Regime forfetario e Statuto del contribuente: quando la legge ammette l’ignoranza…

Con la risoluzione n.7/E del 11 febbraio u.s. l’Agenzia Entrate ha confermato il proprio orientamento “restrittivo” in merito alla immediata applicabilità delle nuove cause di esclusione per l’accesso e la permanenza nel regime forfetario.

Come noto le modifiche introdotte con la nuova legge di bilancio 2020 rendono incompatibile l’accesso e la permanenza nel regime agevolato ai soggetti che nell’anno precedente hanno percepito redditi per lavoro dipendente (ed assimilato) per importi superiori ad euro 30.000 e sostenuto spese per lavoro accessorio, dipendente, e per collaboratori, per importi superiori ad euro 20.000.

Secondo l’interpretazione fornita dall’Amministrazione fiscale, tali cause di esclusione, ancorchè inserite in una norma di legge approvata tra Natale e Capodanno (per la precisione di tratta della Legge n. 160 del 27 dicembre 2019) risulterebbero immediatamente operative (e quindi applicabili subito dopo aver stappato lo spumante di inizio anno!).

Con la conseguenza che non potrebbero applicare regime forfetario per il 2020 i contribuenti che nel 2019 ricadano in una delle cause di esclusione sopra evidenziate.

Sempre secondo l’Agenzia Entrate: ” non sembra possibile ritenere che si contravvenga al contenuto dispositivo dell’articolo 3, comma 2, dello Statuto dei diritti del contribuente” e ciò in quanto: ” il requisito (non aver sostenuto più di 20.000 euro di spese per lavoro accessorio, lavoratori dipendenti e collaboratori) e la causa di esclusione (aver percepito più di 30.000 euro di redditi da lavoro dipendente e assimilati) impongono esclusivamente una verifica dell’eventuale superamento di dette soglie.”

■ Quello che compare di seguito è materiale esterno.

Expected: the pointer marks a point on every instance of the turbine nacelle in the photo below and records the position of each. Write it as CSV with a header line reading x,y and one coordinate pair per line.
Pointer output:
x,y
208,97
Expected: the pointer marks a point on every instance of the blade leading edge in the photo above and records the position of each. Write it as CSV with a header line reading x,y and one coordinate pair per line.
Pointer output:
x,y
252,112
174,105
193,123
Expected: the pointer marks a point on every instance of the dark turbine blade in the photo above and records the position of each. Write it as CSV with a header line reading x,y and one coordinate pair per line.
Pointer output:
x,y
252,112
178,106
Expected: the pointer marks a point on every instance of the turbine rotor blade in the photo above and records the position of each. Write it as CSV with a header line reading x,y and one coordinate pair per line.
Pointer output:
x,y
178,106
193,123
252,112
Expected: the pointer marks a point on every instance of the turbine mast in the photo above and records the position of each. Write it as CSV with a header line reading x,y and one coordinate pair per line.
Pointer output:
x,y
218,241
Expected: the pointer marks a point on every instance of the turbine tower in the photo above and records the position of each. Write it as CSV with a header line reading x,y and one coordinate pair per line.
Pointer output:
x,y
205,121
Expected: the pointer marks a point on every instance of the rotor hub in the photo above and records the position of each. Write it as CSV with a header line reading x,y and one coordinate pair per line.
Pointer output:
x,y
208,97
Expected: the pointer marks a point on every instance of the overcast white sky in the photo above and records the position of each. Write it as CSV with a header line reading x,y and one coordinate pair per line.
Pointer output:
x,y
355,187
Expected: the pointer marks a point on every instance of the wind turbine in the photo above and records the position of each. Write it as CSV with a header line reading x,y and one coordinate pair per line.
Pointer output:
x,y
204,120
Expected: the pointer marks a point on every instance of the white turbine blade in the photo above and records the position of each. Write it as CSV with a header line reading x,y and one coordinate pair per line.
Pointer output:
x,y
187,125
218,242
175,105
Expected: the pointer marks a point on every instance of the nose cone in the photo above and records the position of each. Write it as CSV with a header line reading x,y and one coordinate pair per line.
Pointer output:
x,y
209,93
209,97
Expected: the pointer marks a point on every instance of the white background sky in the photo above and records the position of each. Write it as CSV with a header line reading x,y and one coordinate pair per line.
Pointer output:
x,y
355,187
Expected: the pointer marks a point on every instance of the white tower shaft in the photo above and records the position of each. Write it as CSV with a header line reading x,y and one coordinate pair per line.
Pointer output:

A questo punto sembrerebbe tutto semplice e lineare. Secondo quanto affermato dall’Agenzia Entrate il contribuente al primo di gennaio avrebbe tutti gli elementi in mano per poter agevolmente verificare l’avvenuto superamento dei limiti imposti.

Ma visto che molto spesso tra il dire ed il fare c’è di mezzo il mare, anche il questo caso, possiamo dire che tra la ricostruzione semplicistica effettuata dall’Amministrazione e la vita reale c’è un solco a volte incolmabile….

Vediamo di capirci qualcosa di più con un esempio pratico:

Premesso che si può essere favorevoli alla introduzione dei nuovi limiti all’accesso al Regime forfetario, e che anzi il limite massimo di euro 65.000 di fatturato per come è attualmente impostato il regime crea una profonda disparità tra chi fattura 65.001 in regime ordinario e chi ne fattura 64.999 in forfetario, con possibile violazione dell’art.53 della Costituzione (Principio della capacità contributiva), si deve tuttavia rimarcare l’arrampicata di specchi dell’Agenzia Entrate nel caso specifico.

Per meglio comprendere facciamo un esempio: contribuente dettagliante che emette scontrini e che, nel contempo, svolge anche una attività da dipendente. In base al principio di “cassa allargato” i suoi redditi da lavoro dipendente possono essere erogati al più tardi entro il 12 gennaio dell’anno successivo e confluire nel suo reddito dell’anno precedente.

In tale situazione al 1° gennaio il contribuente emette scontrini in forfetario e non può ancora sapere se con i compensi che incasserà entro il successivo 12 gennaio, supererà o meno la soglia dei 30.000.

Quindi, contrariamente a quanto affermato dall’Agenzia Entrate, al primo di gennaio il contribuente dell’esempio non ha tutti gli elementi per valutare se può ancora rientrare o meno nel regime forfetario.

Ritengo che l’Agenzia delle Entrate debba riformulare la propria opinione ed evitare che, in casi come questo, risultino applicabili sanzioni per comportamenti difformi tenuti nei primi periodi del 2020, e comunque va rilevato, che lo scorporo dell’iva dai corrispettivi emessi in forfetario nei primi giorni dell’anno, rappresenterà in ogni caso un danno economico per il contribuente in oggetto.

Lo Statuto del Contribuente merita maggiore attenzione e rispetto!